If Elijah doesn’t know, how can we?  Often I have no idea what God wants me to do.  Oh sure, not to murder or steal or lie.  The Ten Commandments.  No problem there.  But lots of other decisions are left hanging in the air, without a clue or hint…from Him.  Silence from above.  E-mails and texts ignored.  No return call.

When in doubt, do what Elijah does.  What’s that?  He takes hold of the boy.  Doesn’t bury his head in the sand.  Grabs hold.  Talks with his Lord.  Lays it all out.  No crafting certain words.  Prays for life to return.  And then prays some more.

In this case, the boy revives.  But who knows?  Maybe, in my case, nothing changes.  Or I won’t like God’s answers.  The opposite of what I asked for.  Or no word at all.  Then what?  That’s my quandary.  Just me?

Can I still hang in there with Jesus?  Pray without ceasing?  Without obvious answers?  Move ahead with trust and faith?  Be true to Jesus, the Father and the Holy Spirit?  Can I?  Will I?

And you?


Thank you, Lord, for faith that doesn’t give up.  Amen. 

NASTY COLD FRONT Mark 2: 18-22

I always wanted to ski.  On snow that is since I can’t swim.  Looks like such fun sooshing down newly groomed slopes of fresh powder.  Bobbing and weaving past evergreen trees.  Jumping moguls.  Only problem is that I’m petrified of heights.  No problem going down but the other raises immediate issues!  Since I can’t fly, I try the chair lift.

Oy vey!  I didn’t know my fears could rise higher than where this infernal moving bench is going.  An instructor advises me to persist as the phobia will eventually disappear.  Yea, right.  Liar, liar, pants…

Only gets worse.  Sashaying onto the lift is easy, but elevating skis and timing my exit, as the chair keeps going, is way too complicated.  Off I slide, down on all fours!  Skinned hands with skis stuck in the packed ice and snow.  Lift stops with other skiers dangling in the frosty air.  I’m never so popular.

I immediately notice that it feels mighty cold in my nether regions.  Falling was one thing but ripping the entire back of my ski pants ushers in a cold snap where least wanted.  An ill wind blows for sure.

On a much more serious note, Jesus talks about ripping garments and bursting wineskins.  In Mark 2, He points out that the newness He brings will not work within worn-out garments and brittle wineskins, symbolic of stifling religious rituals.  His new rips apart the old.  No patches allowed.  Religious rigidity won’t work.  Never has, never will.  It’s the supple heart He looks for.

Garments rip when Jesus appears before the high priest Caiaphas in Mark 14.  When Jesus affirms that He’ll be seen sitting at the right hand of God and coming again in judgement and glory, Caiaphas no longer tolerates such blasphemy.  Mark 14:63–‘The high priest tore his clothes’.

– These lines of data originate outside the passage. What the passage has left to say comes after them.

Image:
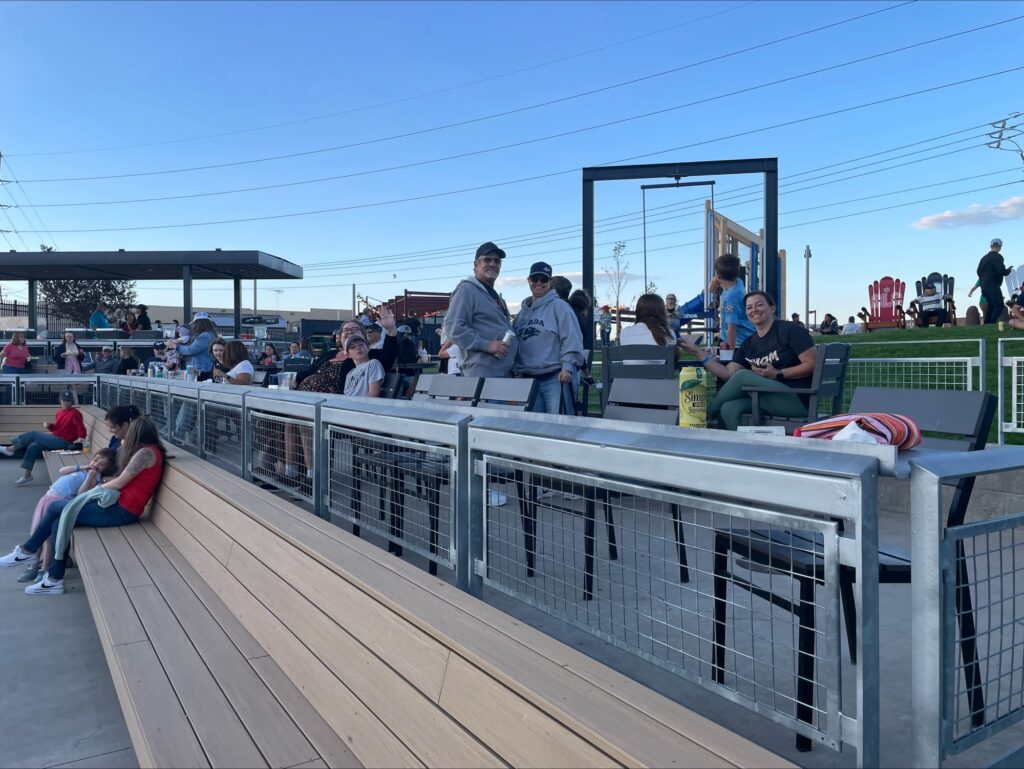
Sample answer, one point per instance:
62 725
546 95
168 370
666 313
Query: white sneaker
45 587
18 557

Wine sacks burst open, the high priest’s clothing tears, but even more happens in the Temple when Jesus dies.  The heavy curtain, which separates off the Holy of Holies, reminds all that God detaches Himself from sinful people.  Division rules.  ‘Keep Out’ signs will be obeyed, until Jesus dies and that heavy curtain is torn from its top all the way down to the bottom.  Ripped apart.  As if by God’s own hands.

And a new welcome sign goes up.  The porch light stays on.  Back door unlocked.  Welcome home, my child!


Thank you, Jesus, for tearing sin from our lives.  Amen.